Les Défis d’une Industrie en Mutation
L’industrie papetière française fait face à des défis structurels. La baisse de la demande de papier traditionnel, concurrencée par le numérique, oblige les acteurs à se réinventer. Pourtant, des opportunités existent, notamment dans les emballages durables et les produits biosourcés. Condat, avec ses installations modernes, pourrait devenir un acteur clé de cette transition, à condition d’investir dans la recherche et le développement.
Le groupe Lecta, cependant, semble freiné par sa situation financière. Depuis avril 2025, il ne rembourse plus le prêt consenti par la région, ce qui aggrave les tensions avec les collectivités. Les salariés, soutenus par les élus locaux – député, sénatrice, président du conseil départemental et régional, maires – demandent une vente rapide de l’usine à un repreneur capable d’investir.
Lecta n’a peut-être plus les moyens de ses ambitions. Nous, on veut continuer à faire vivre cette usine et son savoir-faire.
– Philippe Delord, délégué CGT
La situation de Condat illustre un enjeu plus large : la relocalisation et la préservation des savoir-faire industriels en France. Alors que le gouvernement promeut le Made in France, des usines comme Condat pourraient devenir des symboles de cette ambition, à condition de bénéficier d’un soutien concret.
Un Soutien Politique et Local
Le combat des salariés de Condat n’est pas isolé. Les élus locaux se mobilisent pour défendre l’usine. Une lettre ouverte, signée par des figures politiques de la Dordogne et de Nouvelle-Aquitaine, a été adressée à Lecta pour exiger une vente rapide. Ce soutien est crucial, car il donne du poids aux revendications des salariés et met la pression sur le groupe espagnol.
Le rendez-vous à Bercy, le 11 septembre 2025, est une étape clé. Les salariés espèrent que le ministère de l’Économie jouera un rôle de médiateur pour convaincre Lecta de céder l’usine. Ils demandent également un accompagnement pour leur projet de SCIC, qui pourrait nécessiter des financements publics ou privés.
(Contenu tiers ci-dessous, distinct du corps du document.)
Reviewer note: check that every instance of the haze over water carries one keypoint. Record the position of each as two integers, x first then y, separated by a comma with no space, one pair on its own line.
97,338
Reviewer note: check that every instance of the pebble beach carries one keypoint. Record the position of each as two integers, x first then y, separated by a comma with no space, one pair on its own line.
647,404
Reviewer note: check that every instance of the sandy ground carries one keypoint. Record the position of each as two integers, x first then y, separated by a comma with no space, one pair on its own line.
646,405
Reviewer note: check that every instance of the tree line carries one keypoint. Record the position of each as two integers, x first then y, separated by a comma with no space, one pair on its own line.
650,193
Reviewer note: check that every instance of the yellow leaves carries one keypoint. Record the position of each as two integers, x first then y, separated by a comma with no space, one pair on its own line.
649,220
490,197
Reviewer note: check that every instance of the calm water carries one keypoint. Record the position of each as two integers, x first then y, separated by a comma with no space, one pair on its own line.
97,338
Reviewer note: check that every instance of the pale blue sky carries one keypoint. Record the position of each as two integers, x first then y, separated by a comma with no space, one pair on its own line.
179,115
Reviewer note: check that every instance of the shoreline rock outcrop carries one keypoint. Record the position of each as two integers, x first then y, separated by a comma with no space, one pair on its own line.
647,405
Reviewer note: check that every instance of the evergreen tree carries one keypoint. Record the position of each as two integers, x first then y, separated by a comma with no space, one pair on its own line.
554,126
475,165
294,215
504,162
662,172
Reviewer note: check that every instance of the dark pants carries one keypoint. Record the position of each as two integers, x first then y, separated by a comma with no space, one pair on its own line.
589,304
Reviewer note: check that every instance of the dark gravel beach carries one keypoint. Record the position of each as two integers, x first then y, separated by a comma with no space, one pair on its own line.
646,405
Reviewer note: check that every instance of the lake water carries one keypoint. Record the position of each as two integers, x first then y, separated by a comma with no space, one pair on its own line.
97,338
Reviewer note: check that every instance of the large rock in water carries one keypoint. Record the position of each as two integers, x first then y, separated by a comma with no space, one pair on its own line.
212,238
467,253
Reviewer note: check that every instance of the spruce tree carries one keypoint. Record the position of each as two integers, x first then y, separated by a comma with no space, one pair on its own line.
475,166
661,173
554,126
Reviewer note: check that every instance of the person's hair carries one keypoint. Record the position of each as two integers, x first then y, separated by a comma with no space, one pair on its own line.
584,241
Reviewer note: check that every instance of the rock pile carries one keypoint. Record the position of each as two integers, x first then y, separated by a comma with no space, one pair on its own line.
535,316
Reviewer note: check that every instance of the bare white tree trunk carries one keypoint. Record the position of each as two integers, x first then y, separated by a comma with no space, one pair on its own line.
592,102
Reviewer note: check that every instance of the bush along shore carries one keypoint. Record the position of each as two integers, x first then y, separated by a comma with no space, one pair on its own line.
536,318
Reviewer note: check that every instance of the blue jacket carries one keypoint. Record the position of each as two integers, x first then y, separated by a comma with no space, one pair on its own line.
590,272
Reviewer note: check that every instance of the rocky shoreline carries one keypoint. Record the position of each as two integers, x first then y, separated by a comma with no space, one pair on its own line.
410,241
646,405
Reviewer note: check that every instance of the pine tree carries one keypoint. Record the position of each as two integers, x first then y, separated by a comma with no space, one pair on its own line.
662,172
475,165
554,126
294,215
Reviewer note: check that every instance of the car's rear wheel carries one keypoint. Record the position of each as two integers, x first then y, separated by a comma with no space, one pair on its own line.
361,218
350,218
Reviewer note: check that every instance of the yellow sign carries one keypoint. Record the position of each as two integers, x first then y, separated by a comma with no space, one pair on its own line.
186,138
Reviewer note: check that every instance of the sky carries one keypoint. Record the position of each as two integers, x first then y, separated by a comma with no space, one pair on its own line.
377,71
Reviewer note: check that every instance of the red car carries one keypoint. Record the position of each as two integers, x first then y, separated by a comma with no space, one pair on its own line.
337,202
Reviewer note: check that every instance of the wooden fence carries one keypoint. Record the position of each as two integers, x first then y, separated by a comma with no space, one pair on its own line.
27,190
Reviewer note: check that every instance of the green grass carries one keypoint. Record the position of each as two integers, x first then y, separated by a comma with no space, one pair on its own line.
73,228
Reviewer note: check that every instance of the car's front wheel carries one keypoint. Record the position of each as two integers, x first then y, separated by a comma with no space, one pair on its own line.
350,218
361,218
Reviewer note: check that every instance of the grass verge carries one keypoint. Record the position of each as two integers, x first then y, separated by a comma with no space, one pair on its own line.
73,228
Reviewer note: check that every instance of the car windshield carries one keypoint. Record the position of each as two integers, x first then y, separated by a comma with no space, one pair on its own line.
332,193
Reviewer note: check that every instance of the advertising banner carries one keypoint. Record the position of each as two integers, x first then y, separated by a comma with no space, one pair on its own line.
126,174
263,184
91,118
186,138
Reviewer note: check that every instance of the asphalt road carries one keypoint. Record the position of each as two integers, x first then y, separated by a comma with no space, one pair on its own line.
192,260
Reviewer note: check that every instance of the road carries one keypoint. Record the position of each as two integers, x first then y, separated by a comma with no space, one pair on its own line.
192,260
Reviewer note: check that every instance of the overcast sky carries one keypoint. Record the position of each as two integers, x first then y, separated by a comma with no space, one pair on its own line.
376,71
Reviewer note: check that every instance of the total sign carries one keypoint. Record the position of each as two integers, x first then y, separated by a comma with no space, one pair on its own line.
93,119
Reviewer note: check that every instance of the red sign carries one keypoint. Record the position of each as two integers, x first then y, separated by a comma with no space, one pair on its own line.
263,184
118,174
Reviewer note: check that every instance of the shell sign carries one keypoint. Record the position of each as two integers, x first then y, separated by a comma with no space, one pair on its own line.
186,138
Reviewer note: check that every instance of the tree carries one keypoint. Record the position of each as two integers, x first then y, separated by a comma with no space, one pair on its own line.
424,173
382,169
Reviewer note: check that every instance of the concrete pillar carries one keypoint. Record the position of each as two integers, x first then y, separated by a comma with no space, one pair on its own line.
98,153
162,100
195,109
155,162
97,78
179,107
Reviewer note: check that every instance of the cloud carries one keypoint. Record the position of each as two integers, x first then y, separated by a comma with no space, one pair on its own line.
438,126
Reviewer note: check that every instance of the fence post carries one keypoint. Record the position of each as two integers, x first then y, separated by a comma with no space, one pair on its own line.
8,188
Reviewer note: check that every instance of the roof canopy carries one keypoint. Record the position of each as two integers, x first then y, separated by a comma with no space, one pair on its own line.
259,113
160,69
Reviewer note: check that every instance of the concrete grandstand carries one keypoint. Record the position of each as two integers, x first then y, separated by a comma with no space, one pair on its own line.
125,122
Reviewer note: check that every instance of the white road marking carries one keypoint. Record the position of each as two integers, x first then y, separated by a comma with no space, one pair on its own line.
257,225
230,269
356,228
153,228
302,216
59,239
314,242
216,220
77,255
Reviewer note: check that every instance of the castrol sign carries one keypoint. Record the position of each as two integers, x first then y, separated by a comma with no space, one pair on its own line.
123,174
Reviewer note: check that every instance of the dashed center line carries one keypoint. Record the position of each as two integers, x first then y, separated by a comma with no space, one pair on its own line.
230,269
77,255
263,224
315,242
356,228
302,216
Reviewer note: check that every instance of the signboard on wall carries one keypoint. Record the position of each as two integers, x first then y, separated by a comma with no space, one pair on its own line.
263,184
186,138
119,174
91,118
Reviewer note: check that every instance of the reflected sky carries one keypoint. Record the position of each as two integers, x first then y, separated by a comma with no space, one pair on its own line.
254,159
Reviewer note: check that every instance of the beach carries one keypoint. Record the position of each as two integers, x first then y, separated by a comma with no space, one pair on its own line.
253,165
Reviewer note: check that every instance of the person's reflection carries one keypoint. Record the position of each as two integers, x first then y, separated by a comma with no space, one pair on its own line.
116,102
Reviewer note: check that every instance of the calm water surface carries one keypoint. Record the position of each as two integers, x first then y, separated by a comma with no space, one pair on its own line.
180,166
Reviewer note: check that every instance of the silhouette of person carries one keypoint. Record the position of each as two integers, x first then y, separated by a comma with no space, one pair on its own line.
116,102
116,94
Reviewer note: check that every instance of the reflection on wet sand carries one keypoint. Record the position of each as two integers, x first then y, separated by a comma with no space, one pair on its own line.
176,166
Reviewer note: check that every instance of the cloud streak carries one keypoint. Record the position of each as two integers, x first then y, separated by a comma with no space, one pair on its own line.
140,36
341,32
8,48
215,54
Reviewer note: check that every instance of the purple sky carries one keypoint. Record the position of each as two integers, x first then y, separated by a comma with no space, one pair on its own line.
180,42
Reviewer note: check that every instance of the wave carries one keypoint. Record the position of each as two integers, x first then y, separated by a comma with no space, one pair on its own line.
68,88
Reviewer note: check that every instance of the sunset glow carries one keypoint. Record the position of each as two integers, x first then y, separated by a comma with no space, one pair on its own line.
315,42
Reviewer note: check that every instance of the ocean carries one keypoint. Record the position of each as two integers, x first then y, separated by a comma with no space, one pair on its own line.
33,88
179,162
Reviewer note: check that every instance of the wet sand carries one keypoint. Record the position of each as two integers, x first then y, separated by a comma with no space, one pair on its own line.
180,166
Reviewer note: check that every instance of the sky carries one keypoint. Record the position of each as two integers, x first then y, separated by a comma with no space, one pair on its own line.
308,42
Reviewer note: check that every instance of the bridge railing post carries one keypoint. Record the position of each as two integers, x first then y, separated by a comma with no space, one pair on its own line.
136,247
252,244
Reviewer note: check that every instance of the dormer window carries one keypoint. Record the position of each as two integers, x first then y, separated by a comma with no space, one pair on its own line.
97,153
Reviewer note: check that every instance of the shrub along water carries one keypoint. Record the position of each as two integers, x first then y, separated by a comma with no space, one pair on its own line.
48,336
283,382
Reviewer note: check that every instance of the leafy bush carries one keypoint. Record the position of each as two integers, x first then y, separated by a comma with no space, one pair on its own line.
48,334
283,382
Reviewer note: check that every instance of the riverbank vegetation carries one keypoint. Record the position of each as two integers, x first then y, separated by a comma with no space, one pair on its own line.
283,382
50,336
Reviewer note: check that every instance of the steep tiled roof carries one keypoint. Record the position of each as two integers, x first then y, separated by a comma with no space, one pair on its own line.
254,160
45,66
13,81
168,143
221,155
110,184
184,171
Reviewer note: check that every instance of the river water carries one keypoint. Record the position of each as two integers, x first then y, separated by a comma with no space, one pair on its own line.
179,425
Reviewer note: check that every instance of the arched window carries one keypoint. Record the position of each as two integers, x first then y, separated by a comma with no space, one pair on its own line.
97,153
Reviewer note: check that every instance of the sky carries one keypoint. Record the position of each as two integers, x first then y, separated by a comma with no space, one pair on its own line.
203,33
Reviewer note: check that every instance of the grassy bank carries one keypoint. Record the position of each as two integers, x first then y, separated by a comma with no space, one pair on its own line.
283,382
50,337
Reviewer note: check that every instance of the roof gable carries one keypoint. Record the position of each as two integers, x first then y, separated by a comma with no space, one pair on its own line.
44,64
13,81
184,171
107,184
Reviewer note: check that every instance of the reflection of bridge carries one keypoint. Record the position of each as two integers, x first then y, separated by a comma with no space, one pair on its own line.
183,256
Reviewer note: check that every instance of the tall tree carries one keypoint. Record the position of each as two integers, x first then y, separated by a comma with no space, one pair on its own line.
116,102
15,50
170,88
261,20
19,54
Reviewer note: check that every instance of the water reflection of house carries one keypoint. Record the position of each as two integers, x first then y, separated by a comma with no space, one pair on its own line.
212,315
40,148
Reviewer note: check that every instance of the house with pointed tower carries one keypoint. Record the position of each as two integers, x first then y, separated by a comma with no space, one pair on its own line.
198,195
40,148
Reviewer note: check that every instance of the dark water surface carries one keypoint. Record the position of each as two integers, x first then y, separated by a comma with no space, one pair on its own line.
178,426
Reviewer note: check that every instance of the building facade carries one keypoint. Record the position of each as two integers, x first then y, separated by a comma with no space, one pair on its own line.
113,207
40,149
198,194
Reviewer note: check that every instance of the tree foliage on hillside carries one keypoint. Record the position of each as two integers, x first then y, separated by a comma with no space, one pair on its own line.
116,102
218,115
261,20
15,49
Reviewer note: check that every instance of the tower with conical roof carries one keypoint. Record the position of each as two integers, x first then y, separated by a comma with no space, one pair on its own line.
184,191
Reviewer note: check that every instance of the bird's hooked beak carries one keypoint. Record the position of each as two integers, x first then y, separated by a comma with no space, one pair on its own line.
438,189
Vers un Avenir Plus Durable ?
Le cas des Papeteries de Condat soulève des questions essentielles sur l’avenir de l’industrie en France. Comment préserver des emplois locaux face à la mondialisation ? Comment transformer une usine traditionnelle en un acteur de l’économie circulaire ? Les salariés de Condat apportent une réponse concrète avec leur projet coopératif, qui pourrait inspirer d’autres sites industriels en difficulté.
Leur démarche s’inscrit dans une tendance plus large : celle des entreprises qui se réinventent en plaçant l’humain et le territoire au cœur de leur stratégie. Si le projet de SCIC aboutit, Condat pourrait devenir un modèle pour d’autres usines en quête de résilience.
Pour résumer, voici les enjeux clés du combat de Condat :
- Sauver 202 emplois et un savoir-faire unique.
- Diversifier la production pour conquérir de nouveaux marchés.
- Mettre en place une gouvernance coopérative pour pérenniser l’usine.
- Obtenir le soutien des pouvoirs publics pour une vente ou un accompagnement.
Le combat des Papeteries de Condat n’est pas seulement celui d’une usine. C’est celui d’une région, d’une communauté et d’une vision : celle d’une industrie qui se réinvente pour durer. Alors que les salariés se préparent à défendre leur cause à Bercy, une question demeure : la France saura-t-elle saisir cette opportunité pour faire vivre son Made in France ? L’avenir de Condat pourrait bien en dépendre.